On Wed, 21 Feb 1996 15:57:37 -0500, you wrote:

No, I think I read it in the manner in which you intended.  Agreed.
What I fear happening is for Uncle Bill to puch his own "standards",
as absurd as they ussually are, and have companies, like Netscape,
current leader in the market, take a back seat.  What I "predict"
happening is this.

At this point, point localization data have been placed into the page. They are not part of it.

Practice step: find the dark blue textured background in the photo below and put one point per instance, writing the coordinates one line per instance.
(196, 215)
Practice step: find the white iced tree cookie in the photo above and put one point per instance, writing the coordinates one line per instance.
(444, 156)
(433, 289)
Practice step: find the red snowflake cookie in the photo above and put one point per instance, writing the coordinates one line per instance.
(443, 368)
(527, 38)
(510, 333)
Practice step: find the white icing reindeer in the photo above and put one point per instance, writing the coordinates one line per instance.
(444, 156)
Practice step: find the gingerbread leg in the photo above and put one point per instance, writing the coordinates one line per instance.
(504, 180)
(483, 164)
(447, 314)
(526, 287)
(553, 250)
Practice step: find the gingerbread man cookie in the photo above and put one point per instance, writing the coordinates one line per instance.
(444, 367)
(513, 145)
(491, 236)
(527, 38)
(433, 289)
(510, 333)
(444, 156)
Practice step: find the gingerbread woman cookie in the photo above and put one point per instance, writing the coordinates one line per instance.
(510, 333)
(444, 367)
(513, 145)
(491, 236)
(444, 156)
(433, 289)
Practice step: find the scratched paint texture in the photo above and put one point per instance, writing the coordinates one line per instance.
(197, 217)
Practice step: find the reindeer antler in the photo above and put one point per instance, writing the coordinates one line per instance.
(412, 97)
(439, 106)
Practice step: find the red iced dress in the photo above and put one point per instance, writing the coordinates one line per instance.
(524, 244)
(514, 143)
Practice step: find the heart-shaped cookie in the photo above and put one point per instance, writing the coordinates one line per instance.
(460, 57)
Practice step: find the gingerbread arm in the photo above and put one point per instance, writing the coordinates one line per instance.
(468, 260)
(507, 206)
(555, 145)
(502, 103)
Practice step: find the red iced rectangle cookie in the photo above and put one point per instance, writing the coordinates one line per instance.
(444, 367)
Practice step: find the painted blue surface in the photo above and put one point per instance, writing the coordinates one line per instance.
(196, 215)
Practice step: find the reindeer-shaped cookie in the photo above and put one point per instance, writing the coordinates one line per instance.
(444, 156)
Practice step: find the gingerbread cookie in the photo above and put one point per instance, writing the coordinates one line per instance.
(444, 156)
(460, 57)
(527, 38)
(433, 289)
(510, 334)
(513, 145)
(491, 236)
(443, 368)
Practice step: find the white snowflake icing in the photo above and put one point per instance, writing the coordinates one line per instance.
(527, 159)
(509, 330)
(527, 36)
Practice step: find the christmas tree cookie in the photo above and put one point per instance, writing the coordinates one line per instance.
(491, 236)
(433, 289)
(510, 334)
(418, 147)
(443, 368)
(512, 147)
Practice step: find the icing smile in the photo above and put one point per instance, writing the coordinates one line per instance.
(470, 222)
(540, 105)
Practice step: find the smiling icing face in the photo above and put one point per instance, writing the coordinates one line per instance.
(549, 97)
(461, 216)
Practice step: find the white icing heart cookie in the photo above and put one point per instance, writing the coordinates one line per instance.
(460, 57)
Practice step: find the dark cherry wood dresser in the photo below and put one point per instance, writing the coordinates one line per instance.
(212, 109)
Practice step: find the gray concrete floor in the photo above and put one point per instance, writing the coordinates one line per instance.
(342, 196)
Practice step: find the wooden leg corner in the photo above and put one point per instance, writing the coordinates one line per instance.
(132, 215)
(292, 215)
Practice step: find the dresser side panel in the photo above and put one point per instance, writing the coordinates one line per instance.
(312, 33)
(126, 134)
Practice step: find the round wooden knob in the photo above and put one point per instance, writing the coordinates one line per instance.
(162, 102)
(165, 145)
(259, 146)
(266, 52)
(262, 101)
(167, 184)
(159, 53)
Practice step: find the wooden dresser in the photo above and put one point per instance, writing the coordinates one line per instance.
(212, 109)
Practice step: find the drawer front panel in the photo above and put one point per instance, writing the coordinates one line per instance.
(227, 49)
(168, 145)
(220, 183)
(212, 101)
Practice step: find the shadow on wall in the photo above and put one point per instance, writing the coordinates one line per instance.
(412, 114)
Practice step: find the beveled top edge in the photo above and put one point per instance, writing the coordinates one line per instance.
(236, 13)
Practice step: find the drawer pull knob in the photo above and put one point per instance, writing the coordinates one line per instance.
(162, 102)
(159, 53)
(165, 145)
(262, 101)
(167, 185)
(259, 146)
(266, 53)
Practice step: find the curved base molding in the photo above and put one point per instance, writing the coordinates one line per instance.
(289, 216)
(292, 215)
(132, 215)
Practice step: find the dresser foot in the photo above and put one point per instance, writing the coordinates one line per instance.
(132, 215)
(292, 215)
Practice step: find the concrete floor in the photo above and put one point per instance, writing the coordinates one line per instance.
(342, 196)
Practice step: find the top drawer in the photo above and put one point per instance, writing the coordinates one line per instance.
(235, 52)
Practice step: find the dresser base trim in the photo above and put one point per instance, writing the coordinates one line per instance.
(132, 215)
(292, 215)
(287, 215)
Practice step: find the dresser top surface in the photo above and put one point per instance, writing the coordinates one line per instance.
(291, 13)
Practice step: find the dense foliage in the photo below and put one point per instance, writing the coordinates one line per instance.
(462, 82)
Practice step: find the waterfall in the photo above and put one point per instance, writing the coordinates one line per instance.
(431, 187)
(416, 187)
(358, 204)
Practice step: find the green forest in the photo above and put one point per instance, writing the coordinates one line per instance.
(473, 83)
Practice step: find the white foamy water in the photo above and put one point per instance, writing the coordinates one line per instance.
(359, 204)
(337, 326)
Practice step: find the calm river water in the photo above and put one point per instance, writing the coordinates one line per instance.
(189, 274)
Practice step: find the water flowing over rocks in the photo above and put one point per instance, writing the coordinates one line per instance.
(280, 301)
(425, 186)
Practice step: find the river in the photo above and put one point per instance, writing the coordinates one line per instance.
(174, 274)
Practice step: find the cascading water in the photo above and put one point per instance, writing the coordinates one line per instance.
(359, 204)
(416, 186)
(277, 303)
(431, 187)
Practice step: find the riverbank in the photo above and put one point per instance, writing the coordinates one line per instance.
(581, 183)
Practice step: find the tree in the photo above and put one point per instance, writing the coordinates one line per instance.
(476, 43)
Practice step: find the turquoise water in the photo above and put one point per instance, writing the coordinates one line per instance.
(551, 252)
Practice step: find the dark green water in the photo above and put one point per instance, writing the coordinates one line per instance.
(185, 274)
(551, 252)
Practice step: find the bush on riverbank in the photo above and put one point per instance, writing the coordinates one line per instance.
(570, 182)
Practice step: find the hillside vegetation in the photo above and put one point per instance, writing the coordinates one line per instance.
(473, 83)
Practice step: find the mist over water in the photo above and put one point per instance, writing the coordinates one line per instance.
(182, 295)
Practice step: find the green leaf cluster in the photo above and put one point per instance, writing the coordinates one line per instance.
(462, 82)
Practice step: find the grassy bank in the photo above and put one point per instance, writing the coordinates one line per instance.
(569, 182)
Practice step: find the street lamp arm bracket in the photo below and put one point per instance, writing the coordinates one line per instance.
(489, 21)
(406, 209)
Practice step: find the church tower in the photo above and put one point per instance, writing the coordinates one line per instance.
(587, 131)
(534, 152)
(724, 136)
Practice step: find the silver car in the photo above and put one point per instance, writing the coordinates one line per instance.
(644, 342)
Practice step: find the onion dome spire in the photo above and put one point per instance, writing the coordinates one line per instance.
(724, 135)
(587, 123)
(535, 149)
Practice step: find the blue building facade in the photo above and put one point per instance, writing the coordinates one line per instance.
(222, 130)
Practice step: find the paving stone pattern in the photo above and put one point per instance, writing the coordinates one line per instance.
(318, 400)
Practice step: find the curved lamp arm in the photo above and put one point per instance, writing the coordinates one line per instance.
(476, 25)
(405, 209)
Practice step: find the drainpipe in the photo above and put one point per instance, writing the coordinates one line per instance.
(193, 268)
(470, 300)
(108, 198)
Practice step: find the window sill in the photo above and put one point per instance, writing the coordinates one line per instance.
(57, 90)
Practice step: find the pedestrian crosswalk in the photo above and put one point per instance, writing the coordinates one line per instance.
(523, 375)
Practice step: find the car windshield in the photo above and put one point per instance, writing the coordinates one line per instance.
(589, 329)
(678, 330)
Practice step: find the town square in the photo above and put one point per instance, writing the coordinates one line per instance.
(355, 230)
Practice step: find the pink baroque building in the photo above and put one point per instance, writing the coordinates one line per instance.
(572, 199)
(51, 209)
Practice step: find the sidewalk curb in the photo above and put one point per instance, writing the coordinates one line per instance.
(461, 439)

MS jumps on the "Netscape is moving too fast"
bandwagon, and decides that a big company like MS should lead, and
convince the large "internet?" providers (AOL, prodigy, compuserve) to
support the MS extensions.  In doing so, we move once again from open
development (although currently it doesn't appear that way, but the
development is open, and all extensions are considered for inclusion
in the HTML specs) to closed, one sided development.  The MS way...:(

If you read Steve Jobs interview in Wired Magazine last month, 'the internet is (imagine a small space) this close to dominating the web, which would be its downfall.'  (Although this aws before they dropped BlackBird!)  But anyway I think you're on track.

So, how are you currently circumventing the Javascript pages?  Two
sets of links?

Check out this message I got from Brendan ('The Man') Eich:
The SGML purists think we should have used (and therefore encouraged)
some SGML method (Marked Sections, Processing Instructions) rather than
or in conjunction with SCRIPT tags, but that would not help AOL or other
existing, non-SGML browsers one whit.

If users can't transpose the operands of > or >= and use < or <=, then
there are further alternatives with the current low-tech state of the
art: you could duplicate pages (using makefiles to avoid duplicating
source files) with JavaScript versions named with .mdl (don't ask where
this suffix came from), and the non-JavaScript versions named .html.
Then teach your server to map the funny suffix to text/mdl.

Since Netscape says that it Accepts */* (at low q), it should accept
such documents and feed them to HTML layout, as if they were text/html.
I haven't tried this, and it seems like a lot of hassle just to hide
some script from certain browsers.  Until <SCRIPT SRC="URL"> is done
(2.1 or bust), hiding script contents will be a ~90% thing.